Auteur · 2 œuvres
Il naquit en 1866 dans le quartier stambouliote d'Eyüp, au sein d'une famille de marchands venue d'Uşak. Son père, Halil Efendi, faisait le commerce des tapis ; sa mère se nommait Behiye Hanım. Après l'école de quartier de Mercan, il entra à l'école militaire secondaire de Fatih. La guerre de 1877-1878 ayant ébranlé les affaires familiales, tous partirent pour İzmir en 1878 ; il y acheva ses études, puis apprit le français à l'école mekhitariste, et le roman français s'ouvrit devant lui.

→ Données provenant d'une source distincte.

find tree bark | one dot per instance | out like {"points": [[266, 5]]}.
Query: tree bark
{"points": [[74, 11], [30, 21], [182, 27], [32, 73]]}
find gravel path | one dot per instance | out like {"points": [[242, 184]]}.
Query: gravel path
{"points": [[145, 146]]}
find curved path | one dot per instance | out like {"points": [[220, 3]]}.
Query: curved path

À vingt ans passés, tout en enseignant le français à İzmir et en travaillant à la succursale locale de la Banque ottomane, il se mit à écrire. En 1884 il fonda avec des amis la revue Nevruz, en 1886 le journal Hizmet avec Tevfik Nevzat, où ses premiers romans parurent en feuilleton. En 1893 il gagna Istanbul et entra à la Régie des tabacs, qui le retint seize ans.
Sa voix propre, il la trouva après avoir rejoint en 1896 le cercle de Servet-i Fünun. Dans Bleu et Noir, il raconta un jeune homme qui rêvait d'être poète et vit ses espoirs se défaire ; dans L'Amour interdit, une passion qui se resserre dans un yali du Bosphore. La censure fit taire la revue en 1901 et le groupe se dispersa. Après la révolution constitutionnelle, il enseigna au Darülfünun et fut, de 1909 à 1912, premier secrétaire du sultan Reşad. Ses dernières années se passèrent à Yeşilköy, à écrire ses mémoires ; en 1937, le suicide de son fils Vedat à Tirana le brisa.

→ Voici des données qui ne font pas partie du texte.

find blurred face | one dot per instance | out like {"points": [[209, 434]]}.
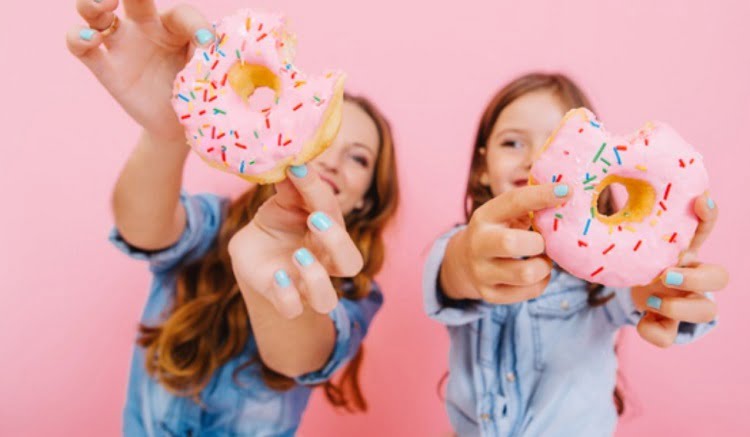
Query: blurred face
{"points": [[348, 164], [519, 132]]}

Par ses phrases longues et tressées, par un vocabulaire lourd, il donna au roman turc une profondeur d'observation intérieure qu'il ignorait, et bâtit ses intrigues à la mesure du roman occidental. Vers la fin, il simplifia lui-même la langue de ses livres pour un lecteur nouveau. Il mourut à Yeşilköy le 27 mars 1945.

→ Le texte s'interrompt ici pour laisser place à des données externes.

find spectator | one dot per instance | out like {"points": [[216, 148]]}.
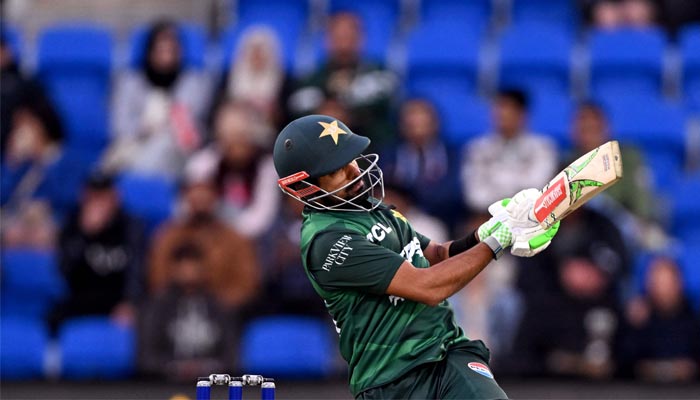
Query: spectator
{"points": [[590, 130], [575, 284], [509, 159], [662, 342], [422, 161], [257, 76], [611, 14], [101, 254], [158, 110], [15, 89], [364, 87], [30, 175], [402, 199], [286, 288], [632, 201], [242, 169], [232, 269], [184, 332]]}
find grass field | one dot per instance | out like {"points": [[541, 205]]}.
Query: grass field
{"points": [[532, 389]]}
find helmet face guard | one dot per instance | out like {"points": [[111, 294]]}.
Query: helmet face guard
{"points": [[298, 187]]}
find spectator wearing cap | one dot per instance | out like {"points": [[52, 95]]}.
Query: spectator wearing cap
{"points": [[158, 110], [500, 163], [184, 331], [30, 175], [422, 161], [241, 167], [570, 327], [232, 273], [661, 342], [363, 86], [101, 254]]}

Il écrivit sous la censure d'Abdülhamid II, dans des années où la politique était chassée de la littérature. Là où la génération des Tanzimat tenait le roman pour un instrument d'éducation du peuple, les auteurs de Servet-i Fünun mirent au premier plan la langue, la forme et la vie intérieure de l'individu ; on leur reprocha l'art pour l'art, et jusqu'à rendre le turc étranger à lui-même. Les techniques du roman occidental entraient à peine dans la langue, et il entreprit de faire du roman un métier.